The speakers cautioned, however, that several "preconditions" should be in place before embarking on AI projects — including the operational health of the targeted systems, regardless whether integral equipment is connected to the internet, and how facilities teams will be incentivized to deliver on carbon reduction targets.

"If people aren't being recognized and supported for this, if you don't have targets for it, then it's not something that you're going to be able to make effective progress on," said Andrew Knueppel, workplace engineering manager for real estate services firm Cushman & Wakefield.

Here are four considerations for companies evaluating AI projects as part of their corporate sustainability efforts: 

1. Automation isn’t a panacea 

Companies seeking to deploy AI for building management applications should focus first on ensuring that existing lighting, and heating, ventilation and air-conditioning (HVAC) systems are operating efficiently, said Knueppel. 

"If you’ve got stuck valves or dampers in your building, you have uncalibrated sensors, AI is not going to fix that for you," he said. "It’s going to basically take in that bad data and give you bad outputs. If you have congested networks that the AI can’t read, if you have isolated systems or proprietary protocols, you’ll basically be stuck and you won’t be able to get that data out, in order to use it for any application." 

2. Quality trumps quantity when it comes to data 

Charles Tripp, senior scientist for AI at the National Renewable Energy Laboratory, underscored the importance of choosing data used for AI applications carefully. It’s not only a matter of screening for potential bias, but also of choosing the most robust metrics for the models, he said. 

"If you need more data, how much does it cost to collect that data? Or do you get it from a third party that might have generated it? If you’re generating it synthetically, are there privacy issues involved, or, you know, contractual issues involved with getting that data and using it for certain purposes?"

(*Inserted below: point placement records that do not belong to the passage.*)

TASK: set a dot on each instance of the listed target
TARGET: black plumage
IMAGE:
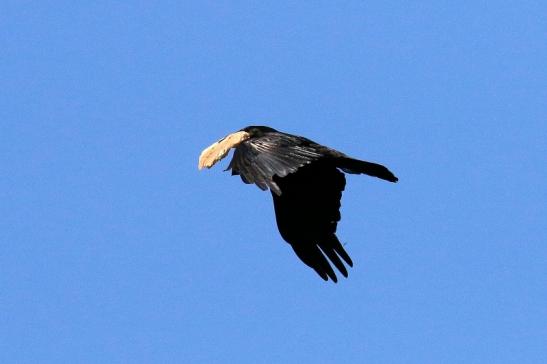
(306, 182)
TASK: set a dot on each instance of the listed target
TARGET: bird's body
(306, 182)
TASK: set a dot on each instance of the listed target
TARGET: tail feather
(356, 166)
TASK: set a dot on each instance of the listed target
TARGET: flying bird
(306, 181)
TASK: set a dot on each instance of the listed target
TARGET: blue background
(114, 248)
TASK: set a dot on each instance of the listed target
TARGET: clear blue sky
(115, 249)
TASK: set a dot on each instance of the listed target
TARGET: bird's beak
(218, 150)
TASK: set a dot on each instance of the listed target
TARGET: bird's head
(220, 149)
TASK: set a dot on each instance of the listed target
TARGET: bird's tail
(356, 166)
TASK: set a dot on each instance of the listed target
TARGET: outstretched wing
(307, 212)
(258, 160)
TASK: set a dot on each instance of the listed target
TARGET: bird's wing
(258, 160)
(307, 212)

3. Using AI can boost energy consumption

Close to 70 percent of corporate chief information officers surveyed by Intel are concerned about the energy consumption associated with deploying AI within their organizations, said Jennifer Huffstetler, chief product sustainability officer at Intel. That’s particularly true of training generative AI applications, such as ChatGPT, which can require thousands of megawatt-hours of computing time, she said.

That makes it imperative for sustainability teams to collaborate closely with their corporate IT departments in the planning phase. Underscoring Tripp’s remarks, Huffstetler said there are three pillars to consider for deploying AI sustainably:

  • Optimizing the efficiency of the software algorithms and the hardware they run on
  • Running the computing workloads on grids powered by renewable energy
  • Using only data that’s necessary for the model

4. Leaving humans out of decision-making is a mistake

Companies should ensure that facilities teams and building occupants understand the algorithms machine learning systems use in order to intervene as appropriate, said Cushman & Wakefield’s Knueppel. That means starting small and monitoring results closely to verify their accuracy.

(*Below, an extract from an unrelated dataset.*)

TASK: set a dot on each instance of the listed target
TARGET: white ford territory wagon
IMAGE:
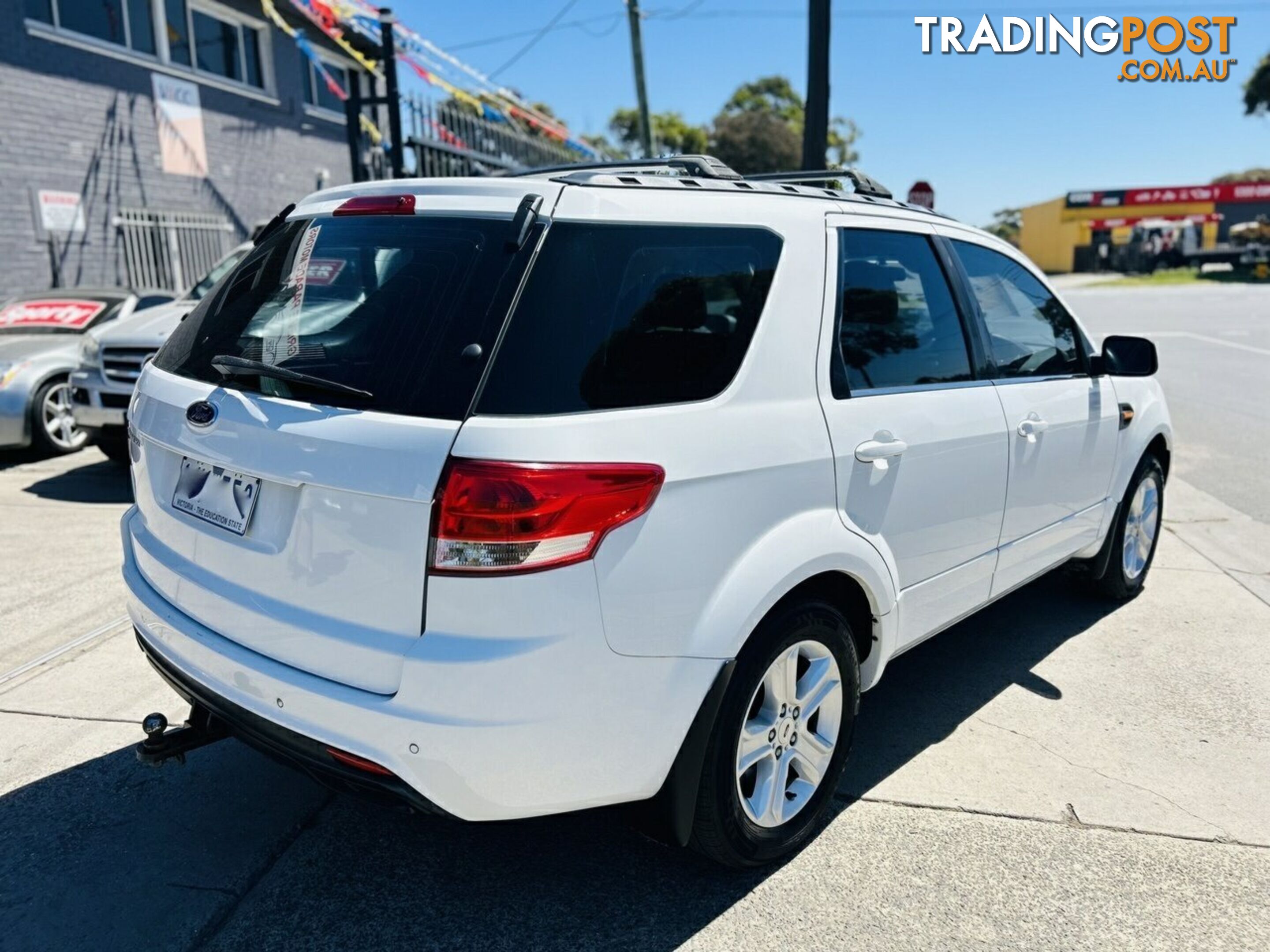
(516, 497)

He offered the example of an AI application that falsely predicts the need for maintenance on a fan or piece of equipment. "If you’re using the AI for building control, so everything in the building is being actively manipulated by the AI, and you’re getting complaints in the building, which will always happen, you’ll never be able to get rid of those if you put operators in the position where they don’t understand why the building is doing what it’s doing," Knueppel said. 

Transparency, in other words, is key.